Inoltre Mary e Percy conoscevano alcuni componenti del «Kreis der Empfindsamen» (Circolo dei sensibili) che si riunì a Darmstadt dal 1769 al 1773, scegliendo spesso il castello di Frankenstein come sede delle sue letture pubbliche. È quindi possibile che le leggende su Dippel siano emerse anche nelle conversazioni tra i viaggiatori inglesi e i componenti superstiti del circolo. Si tratta di congetture non verificate, che tuttavia hanno trovato ampia risonanza in molte narrazioni popolari, dove la figura di Victor Frankenstein, della sua mostruosa creatura e dell’alchimista Dippel sono protagonisti di storie che si discostano di poco o di tanto dal romanzo di Mary Resta il fatto che la ricerca delle radici storiche di questo libro straordinario continua, come ancora dopo due secoli, il ricordo del “Moderno Prometeo” e del suo mostro inquieta il nostro immaginario.

Frankenstein e la scienza

Il libro di Mary Shelley ci offre una visione di quelle che potevano essere le implicazioni etiche, morali e religiose della scienza nell’epoca della Rivoluzione industriale, quando ancora la ricerca della conoscenza non era uscita dalle brume dell’alchimia e delle credenze popolari. È vero che l’autrice illustra i pericoli connessi con una ricerca del sapere che ignori la morale e il senso del limite, ma è anche vero che Mary considera la curiosità un tratto inestirpabile dell’uomo. Ci si può dunque chiedere se in Victor Frankenstein la scienza sia uno stravolgimento dell’ordine naturale oppure l’inevitabile espressione del progresso.

La contraddizione non sembra risolta: la creazione del mostro una conquista scientifica straordinaria e insieme un’impresa oltraggiosa che procura terrore e devastazione. Come nel caso della figura mitologica di Prometeo, la hybris del creatore causa una punizione tremenda. Un tema simile si ritrova nel dramma La tragica storia del dottor Faust di Christopher Marlowe (1564-1593): Faust è condannato all’inferno per la sua sfrenata ambizione di tutto sapere. In particolare Frankenstein ha superato i limiti e ha infranto l’ordine della natura creando la vita a prescindere dall’unione di uomo e donna. E inoltre, come chiede Adamo nel Paradiso perduto di Milton, perchè richiamare dal nero sonno («dalle tenebre mie») una creatura destinata a soffrire? Non c’è già abbastanza dolore nel mondo? È un quesito che oggi, nell’epoca in cui sembra che la tecnica possa tutto, ci interroga sempre più da vicino: di qui la grande attualità di Frankenstein.

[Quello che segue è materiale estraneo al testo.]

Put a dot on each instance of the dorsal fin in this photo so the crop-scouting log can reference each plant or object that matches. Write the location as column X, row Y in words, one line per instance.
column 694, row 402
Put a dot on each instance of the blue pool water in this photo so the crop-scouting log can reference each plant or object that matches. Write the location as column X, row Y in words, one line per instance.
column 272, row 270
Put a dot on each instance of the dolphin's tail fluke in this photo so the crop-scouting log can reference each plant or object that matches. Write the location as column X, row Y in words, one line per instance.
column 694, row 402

Victor, inseguendo la sua creatura disgraziata e malvagia per distruggerla, giunge nei pressi del Polo Nord, dove viene raccolto, sfinito, da una nave al comando del capitano Walton, al quale narra la sua impresa temeraria e gravida di sciagure. Walton vorrebbe conoscere i particolari della rianimazione dei morti, ma Victor si rifiuta di fornirglieli e lo ammonisce con queste parole: «Non vi condurrò, avventato ed entusiasta come ero io, alla vostra distruzione e infallibile miseria. Imparate da me, se non dai miei consigli, almeno dal mio esempio quanto sia pericolosa l’acquisizione della conoscenza e quanto è più felice quell’uomo che crede che la sua città natia sia il mondo, di colui che aspira a diventare pin grande di quanto la sua natura gli permetta». È ancora valido questo ammonimento?

 

 

(*) Giuseppe O. Longo è professore emerito di Teoria dell’informazione all’Università di Trieste. Dopo aver contribuito all’introduzione in Italia della teoria dell’informazione e della teoria dei codici algebrici, sta dedicandosi all’epistemologia, l’intelligenza artificaile, la comunicazione e le conseguenze sociali e culturali dello sviluppo tecnico, su cui ha pubblicato, tra l’altro, Il nuovo Golem (1998), Il simbionte (2003) e Homo technologicus (2001, II ed. 2012). Si dedica anche alla narrativa: il suo ultimo libro è Antidecalogo, Dieci racconti (2015).